アデコ執行役員・人財紹介事業本部長で「Spring転職エージェント」最高責任者の板倉啓一郎氏
アデコ執行役員・人財紹介事業本部長で「Spring転職エージェント」最高責任者の板倉啓一郎氏

「成し遂げたこと・スキル」「適応力」「貪欲さ」

   Spring転職エージェントは、世界最大の人材サービス会社アデコ(本社・スイス)の日本法人が運営する転職サービスだ。特長は2つある。1つは、業種でなく職種ごとに部門を分けて専門性を高め、他では得られない深い情報を提供する「職種別専門性」の体制を構築していること。もう1つは、担当を企業側と人材側に分けず、すべてのコンサルタントが企業と転職希望者どちらともやり取りする「360度式コンサルティング」という人材紹介手法をとっていることだ。

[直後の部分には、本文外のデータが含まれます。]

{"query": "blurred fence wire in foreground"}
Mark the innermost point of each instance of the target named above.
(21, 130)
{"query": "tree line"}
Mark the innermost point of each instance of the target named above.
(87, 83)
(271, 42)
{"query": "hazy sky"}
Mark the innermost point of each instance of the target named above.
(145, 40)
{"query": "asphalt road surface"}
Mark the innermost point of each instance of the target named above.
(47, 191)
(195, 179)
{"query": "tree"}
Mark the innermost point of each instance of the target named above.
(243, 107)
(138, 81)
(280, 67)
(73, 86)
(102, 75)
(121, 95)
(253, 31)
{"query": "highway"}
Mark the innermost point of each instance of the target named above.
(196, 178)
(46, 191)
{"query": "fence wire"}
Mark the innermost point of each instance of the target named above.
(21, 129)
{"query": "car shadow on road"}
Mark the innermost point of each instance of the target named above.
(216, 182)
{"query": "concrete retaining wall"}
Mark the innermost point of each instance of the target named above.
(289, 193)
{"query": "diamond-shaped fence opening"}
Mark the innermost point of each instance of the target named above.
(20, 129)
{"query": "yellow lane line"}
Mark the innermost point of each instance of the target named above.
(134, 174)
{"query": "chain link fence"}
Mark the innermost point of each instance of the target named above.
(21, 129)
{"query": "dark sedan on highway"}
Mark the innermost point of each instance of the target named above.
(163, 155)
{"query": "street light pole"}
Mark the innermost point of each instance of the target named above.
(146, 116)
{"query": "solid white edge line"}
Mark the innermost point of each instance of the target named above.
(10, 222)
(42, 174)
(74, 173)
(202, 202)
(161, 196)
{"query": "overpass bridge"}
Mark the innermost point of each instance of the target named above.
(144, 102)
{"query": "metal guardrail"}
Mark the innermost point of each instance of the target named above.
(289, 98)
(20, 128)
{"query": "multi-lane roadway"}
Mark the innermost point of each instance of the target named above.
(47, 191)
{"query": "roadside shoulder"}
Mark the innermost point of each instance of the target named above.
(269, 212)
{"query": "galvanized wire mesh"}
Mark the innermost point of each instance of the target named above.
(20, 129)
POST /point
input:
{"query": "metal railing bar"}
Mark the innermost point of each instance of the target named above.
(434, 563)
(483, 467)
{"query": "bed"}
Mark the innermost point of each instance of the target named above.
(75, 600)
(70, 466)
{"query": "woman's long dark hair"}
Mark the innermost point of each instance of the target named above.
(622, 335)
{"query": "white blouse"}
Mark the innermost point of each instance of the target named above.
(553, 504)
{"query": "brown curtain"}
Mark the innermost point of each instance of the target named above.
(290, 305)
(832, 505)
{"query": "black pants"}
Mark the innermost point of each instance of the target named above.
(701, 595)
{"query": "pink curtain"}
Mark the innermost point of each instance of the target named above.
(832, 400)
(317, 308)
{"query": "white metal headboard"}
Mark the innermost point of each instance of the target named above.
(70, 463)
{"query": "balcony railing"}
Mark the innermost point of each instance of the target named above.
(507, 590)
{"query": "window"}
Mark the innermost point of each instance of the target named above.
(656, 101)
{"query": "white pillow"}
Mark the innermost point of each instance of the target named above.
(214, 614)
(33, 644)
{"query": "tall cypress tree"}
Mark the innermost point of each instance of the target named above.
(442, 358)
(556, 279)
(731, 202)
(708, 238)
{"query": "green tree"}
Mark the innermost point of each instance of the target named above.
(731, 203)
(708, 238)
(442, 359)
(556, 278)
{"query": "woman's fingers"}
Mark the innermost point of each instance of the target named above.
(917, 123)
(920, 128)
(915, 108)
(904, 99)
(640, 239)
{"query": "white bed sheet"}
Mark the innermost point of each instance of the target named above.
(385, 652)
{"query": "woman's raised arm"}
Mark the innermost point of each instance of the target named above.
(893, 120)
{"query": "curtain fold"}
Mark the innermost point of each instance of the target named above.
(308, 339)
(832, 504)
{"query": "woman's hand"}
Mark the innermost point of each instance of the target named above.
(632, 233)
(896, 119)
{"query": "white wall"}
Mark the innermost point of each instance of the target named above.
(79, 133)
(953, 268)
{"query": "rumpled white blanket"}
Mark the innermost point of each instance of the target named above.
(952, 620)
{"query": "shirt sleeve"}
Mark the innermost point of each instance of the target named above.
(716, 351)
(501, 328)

   今年1月に発表された最新のオリコン「顧客満足度ランキング」転職エージェント部門で、Spring転職エージェントは堂々の1位に輝いた。その立役者となったのが、今回話を聞いた板倉氏。Spring転職エージェントのトップに就任した2014年からの4年で、売上高は約4倍増というめざましい実績を挙げている。

   板倉氏は40代の転職における基本を次のように語る。

「40代の人材は『今までに何を成し遂げたか、どういうスキルを持っているか』が問われます。また、それまで勤めていた会社のカルチャーに染まっている場合もあるので、転職先の企業での『適応力』も見られます。経験やスキルに長けていても、主張が強すぎたり、自分の考えに固執しすぎたりすると、敬遠されるかもしれません。何歳になっても成長していきたいという『貪欲さ』にも企業は注目しています。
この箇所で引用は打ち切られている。